Today, Toronto parents are paying close attention to the question of what school will look like in September. Working parents, particularly single parents, have felt the emotional strain of balancing full-time work and caring for and schooling their children.

Children of all ages have responded to lockdown and school closures in varying ways. Some thrived in the online environment and adapted quickly. Others found online learning challenging.

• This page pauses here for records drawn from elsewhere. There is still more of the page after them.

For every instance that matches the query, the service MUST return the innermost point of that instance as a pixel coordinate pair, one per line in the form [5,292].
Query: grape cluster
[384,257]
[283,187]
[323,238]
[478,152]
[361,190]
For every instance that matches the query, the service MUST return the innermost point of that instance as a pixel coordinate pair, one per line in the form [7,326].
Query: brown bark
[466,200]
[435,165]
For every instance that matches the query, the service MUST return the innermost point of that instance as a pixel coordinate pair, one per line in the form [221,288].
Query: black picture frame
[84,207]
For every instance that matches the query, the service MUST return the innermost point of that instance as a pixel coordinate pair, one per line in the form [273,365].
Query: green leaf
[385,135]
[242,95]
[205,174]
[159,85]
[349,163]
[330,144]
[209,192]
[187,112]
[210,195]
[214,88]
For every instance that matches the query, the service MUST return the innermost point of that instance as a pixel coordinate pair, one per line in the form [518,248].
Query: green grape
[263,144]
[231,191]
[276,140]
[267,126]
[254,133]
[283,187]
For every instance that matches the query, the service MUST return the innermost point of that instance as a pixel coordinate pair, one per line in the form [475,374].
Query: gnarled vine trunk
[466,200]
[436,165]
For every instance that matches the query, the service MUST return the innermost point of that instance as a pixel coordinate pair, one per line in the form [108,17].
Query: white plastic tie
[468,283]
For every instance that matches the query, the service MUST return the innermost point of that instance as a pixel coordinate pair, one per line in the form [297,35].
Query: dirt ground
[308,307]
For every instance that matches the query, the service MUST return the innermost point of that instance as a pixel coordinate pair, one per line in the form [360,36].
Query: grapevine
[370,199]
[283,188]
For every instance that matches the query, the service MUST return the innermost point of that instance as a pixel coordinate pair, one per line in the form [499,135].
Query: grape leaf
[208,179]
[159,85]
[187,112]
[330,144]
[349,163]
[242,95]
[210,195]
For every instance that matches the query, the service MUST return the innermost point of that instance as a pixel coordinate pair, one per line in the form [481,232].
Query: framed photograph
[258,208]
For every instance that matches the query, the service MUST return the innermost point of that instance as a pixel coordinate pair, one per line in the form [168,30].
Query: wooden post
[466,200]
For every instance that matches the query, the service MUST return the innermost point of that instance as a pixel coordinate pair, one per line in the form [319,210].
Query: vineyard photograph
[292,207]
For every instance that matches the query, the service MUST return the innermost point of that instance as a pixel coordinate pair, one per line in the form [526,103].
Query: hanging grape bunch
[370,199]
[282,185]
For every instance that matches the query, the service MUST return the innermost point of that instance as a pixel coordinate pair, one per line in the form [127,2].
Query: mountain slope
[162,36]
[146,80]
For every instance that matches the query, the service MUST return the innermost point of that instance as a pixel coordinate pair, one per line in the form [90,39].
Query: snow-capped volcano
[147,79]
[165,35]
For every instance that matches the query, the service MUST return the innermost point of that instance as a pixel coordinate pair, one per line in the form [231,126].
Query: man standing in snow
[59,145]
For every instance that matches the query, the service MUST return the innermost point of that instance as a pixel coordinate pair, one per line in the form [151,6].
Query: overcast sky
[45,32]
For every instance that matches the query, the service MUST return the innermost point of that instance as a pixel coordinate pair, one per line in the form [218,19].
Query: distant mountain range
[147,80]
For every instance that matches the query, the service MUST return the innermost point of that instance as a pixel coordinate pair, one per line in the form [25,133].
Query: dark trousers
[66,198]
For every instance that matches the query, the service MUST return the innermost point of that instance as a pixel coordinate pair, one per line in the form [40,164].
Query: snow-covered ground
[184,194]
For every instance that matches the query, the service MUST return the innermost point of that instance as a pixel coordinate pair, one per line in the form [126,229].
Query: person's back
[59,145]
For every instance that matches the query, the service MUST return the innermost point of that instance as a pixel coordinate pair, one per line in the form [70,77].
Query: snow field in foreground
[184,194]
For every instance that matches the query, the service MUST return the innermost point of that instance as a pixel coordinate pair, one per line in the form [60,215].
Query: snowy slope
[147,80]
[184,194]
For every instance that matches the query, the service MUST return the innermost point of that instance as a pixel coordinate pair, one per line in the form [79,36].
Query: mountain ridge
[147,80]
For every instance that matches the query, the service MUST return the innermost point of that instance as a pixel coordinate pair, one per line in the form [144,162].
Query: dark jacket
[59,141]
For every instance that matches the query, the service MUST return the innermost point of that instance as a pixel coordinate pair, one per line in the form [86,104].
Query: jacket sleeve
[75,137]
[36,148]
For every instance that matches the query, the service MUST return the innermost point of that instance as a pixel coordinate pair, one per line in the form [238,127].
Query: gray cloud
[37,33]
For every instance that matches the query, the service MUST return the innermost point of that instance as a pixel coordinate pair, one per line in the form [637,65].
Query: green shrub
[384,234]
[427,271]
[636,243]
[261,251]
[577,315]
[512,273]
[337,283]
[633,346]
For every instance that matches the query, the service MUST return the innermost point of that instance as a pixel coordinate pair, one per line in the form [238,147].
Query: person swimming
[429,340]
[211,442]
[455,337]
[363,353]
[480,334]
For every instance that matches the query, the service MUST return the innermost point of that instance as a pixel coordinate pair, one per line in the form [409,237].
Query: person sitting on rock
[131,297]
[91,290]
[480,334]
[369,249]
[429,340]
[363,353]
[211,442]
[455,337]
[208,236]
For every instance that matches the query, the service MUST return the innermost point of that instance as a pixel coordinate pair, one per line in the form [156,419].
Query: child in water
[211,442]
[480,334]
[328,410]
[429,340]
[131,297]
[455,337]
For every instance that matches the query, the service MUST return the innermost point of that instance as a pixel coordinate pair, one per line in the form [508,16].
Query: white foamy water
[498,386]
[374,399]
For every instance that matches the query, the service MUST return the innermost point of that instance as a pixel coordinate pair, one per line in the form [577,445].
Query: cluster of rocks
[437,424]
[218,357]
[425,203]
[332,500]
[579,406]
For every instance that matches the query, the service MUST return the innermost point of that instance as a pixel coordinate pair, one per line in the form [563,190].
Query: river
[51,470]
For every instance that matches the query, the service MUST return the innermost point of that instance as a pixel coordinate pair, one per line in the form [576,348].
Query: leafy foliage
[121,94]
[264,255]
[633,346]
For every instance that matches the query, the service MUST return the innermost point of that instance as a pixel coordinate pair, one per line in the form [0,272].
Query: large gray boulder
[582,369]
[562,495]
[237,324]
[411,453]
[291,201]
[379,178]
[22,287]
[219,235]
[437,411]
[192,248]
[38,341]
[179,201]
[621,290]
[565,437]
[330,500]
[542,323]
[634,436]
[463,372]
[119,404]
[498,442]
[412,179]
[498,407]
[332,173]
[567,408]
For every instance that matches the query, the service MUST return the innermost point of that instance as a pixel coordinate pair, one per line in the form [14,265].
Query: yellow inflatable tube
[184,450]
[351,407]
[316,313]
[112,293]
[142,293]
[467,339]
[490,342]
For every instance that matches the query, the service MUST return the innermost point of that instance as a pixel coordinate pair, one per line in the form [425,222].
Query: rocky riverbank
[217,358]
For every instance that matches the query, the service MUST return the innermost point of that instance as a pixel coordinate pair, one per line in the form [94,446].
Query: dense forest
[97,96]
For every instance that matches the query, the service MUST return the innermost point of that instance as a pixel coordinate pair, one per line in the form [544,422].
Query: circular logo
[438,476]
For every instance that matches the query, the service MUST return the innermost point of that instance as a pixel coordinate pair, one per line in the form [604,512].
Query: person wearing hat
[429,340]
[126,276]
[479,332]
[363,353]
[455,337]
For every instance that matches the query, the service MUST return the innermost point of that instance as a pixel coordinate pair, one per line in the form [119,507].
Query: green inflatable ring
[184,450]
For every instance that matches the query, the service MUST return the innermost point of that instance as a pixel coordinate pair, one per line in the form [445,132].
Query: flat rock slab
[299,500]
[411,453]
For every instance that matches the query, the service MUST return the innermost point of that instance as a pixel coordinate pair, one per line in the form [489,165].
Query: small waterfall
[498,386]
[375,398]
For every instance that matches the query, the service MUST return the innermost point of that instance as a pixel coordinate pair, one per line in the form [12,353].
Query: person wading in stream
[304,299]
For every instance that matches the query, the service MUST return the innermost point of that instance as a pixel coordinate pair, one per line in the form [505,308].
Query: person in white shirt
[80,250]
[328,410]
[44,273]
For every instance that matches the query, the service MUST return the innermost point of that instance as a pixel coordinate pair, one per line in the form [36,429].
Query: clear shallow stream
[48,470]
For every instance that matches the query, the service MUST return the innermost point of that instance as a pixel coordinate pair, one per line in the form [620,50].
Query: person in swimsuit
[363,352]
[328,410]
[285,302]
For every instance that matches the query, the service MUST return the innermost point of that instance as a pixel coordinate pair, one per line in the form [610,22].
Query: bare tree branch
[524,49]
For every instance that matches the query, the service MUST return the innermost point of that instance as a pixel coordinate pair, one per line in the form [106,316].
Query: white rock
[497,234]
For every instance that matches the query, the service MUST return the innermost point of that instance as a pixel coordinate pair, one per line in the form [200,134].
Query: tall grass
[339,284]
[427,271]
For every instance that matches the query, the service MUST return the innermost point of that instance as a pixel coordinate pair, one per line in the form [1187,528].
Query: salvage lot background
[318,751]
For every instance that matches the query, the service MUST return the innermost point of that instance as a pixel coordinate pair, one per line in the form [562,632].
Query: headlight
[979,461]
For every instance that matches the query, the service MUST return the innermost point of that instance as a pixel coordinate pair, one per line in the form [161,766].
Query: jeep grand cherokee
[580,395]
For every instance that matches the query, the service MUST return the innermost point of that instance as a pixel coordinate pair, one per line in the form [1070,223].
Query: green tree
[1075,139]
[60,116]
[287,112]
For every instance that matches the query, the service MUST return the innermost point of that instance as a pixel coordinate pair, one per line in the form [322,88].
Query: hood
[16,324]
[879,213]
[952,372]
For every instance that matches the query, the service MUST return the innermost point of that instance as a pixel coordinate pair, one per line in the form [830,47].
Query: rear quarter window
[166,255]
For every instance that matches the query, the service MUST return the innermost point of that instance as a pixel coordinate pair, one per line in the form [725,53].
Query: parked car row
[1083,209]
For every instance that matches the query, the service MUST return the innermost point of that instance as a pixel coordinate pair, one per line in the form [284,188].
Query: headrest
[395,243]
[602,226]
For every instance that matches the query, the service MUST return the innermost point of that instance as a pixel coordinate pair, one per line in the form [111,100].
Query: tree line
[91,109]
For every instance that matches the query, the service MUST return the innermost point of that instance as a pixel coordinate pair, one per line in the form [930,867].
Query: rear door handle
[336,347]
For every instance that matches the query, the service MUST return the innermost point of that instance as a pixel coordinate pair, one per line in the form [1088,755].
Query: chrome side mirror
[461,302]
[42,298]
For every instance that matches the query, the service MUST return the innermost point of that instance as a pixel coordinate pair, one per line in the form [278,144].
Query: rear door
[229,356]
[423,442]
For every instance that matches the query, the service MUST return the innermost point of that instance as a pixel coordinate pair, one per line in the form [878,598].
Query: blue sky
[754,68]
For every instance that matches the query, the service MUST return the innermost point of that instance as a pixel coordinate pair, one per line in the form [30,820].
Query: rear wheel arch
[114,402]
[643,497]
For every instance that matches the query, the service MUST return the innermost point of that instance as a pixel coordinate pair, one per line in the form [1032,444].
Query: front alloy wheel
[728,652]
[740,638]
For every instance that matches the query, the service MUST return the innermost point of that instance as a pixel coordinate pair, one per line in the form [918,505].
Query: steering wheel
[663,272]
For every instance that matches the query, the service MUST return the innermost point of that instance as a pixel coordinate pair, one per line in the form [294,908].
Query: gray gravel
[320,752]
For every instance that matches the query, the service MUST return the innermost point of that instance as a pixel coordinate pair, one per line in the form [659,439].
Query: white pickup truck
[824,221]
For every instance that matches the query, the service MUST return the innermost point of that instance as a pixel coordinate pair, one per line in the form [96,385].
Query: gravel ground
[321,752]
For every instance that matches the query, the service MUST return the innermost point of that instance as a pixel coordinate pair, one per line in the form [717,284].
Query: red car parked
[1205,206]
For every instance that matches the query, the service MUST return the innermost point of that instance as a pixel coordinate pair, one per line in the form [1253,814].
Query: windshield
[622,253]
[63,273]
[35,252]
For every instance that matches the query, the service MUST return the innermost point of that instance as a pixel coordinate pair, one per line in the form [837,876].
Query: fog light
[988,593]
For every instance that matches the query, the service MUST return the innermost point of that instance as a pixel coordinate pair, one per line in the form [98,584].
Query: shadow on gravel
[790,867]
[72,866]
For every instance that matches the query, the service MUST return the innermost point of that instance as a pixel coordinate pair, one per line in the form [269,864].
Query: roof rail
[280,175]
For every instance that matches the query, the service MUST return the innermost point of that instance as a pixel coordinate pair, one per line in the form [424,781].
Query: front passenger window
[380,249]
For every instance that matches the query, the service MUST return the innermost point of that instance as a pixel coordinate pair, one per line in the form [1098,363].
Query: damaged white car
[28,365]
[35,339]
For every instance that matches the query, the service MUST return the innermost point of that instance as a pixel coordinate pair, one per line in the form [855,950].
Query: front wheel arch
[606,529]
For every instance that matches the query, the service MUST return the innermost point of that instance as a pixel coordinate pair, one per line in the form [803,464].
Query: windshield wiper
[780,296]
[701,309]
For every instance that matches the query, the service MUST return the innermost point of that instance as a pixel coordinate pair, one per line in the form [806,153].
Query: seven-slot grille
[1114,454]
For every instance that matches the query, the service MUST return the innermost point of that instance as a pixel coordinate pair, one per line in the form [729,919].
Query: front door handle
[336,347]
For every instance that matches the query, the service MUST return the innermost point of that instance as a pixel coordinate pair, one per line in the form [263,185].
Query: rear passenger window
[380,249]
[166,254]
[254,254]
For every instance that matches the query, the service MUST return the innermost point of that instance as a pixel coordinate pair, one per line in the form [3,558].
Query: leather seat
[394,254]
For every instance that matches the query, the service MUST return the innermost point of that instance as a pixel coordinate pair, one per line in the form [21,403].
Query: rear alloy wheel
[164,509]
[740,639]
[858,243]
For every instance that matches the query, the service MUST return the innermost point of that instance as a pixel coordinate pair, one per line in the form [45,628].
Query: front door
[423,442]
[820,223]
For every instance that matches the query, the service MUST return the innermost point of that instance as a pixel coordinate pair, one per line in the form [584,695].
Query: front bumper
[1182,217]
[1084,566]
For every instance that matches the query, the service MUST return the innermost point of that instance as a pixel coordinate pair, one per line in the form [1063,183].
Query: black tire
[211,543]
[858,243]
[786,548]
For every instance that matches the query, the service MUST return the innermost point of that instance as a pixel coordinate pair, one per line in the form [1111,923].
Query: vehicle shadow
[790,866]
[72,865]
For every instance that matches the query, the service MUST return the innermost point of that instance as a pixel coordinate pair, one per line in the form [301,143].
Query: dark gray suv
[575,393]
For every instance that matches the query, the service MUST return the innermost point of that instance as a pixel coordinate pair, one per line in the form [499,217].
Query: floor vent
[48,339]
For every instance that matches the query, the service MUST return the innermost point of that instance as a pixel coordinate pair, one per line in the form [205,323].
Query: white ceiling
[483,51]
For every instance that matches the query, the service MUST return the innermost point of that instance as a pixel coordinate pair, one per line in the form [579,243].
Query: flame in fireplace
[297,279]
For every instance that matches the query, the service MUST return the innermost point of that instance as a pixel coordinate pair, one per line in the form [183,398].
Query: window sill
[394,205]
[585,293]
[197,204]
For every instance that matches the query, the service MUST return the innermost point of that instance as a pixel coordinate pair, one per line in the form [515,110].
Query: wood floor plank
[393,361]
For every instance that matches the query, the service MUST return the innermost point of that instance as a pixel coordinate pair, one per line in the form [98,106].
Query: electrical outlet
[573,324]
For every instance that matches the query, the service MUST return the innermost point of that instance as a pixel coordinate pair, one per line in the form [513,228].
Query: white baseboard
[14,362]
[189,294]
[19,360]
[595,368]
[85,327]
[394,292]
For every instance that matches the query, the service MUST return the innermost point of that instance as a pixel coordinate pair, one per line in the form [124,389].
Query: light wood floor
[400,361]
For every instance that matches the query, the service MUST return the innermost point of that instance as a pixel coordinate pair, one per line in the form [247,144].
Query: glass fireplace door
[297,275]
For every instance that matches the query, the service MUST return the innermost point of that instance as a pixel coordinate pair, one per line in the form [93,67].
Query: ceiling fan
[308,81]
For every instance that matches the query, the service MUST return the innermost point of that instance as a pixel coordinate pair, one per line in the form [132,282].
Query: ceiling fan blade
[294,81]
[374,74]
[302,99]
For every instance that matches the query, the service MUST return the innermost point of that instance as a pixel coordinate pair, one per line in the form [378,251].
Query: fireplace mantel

Demands for mental health services for children and adults alike have increased. A Statistics Canada study reveals that balancing child care, schooling and work was a top concern for families, with worries about managing loneliness and anxiety a major stressor. In July, a growing number of parents put pressure on the Ontario government to open schools safely and fully in September. The Ford government announced its school reopening plan on July 30, but for many parents it does not go far enough to ensure safety.

Ensuring safety

To be sure, there are numerous contrasts between the polio epidemic of 1937 and COVID-19. Unlike COVID-19, which disproportionately affects older people, polio struck the very young. While COVID-19 has meant that Ontario children spent the last three and a half months of their school year at home, polio was a summer disease, and when it did affect schooling for the general population, it usually just extended summer holiday.

School closures in 2020 seem indefinite or undetermined. During the 1937 polio epidemic, students just lost a few weeks, while students today have already lost 13 weeks, with potentially more to come.

While anxieties during the polio epidemic often stemmed from fear of the disease, parental anxiety during COVID-19 stems not only from fear of infection (markedly lower than polio for children) but also from the stress of having to balance full-time work and caring for and homeschooling their kids.

This stress is particularly felt by mothers during the COVID-19 pandemic, who are a much greater part of the workforce than they were in 1937. This burden also falls more heavily on essential workers and lower-income families.

School closings affect parents differently. Single parents who do not have relatives nearby find balancing working from home and home schooling their young children particularly challenging, if not impossible.

Going back to school in 2020 has different stakes: parents must face striking a balance between their sense of collective responsibility towards public health and their personal responsibility to maintain their own mental health and the health of their children.

And this is not to say that a return to school would mitigate emotional stress: for some, lockdown and the fear of a dreaded second wave of COVID-19 means parents will choose to keep their children home despite any school reopening scenario.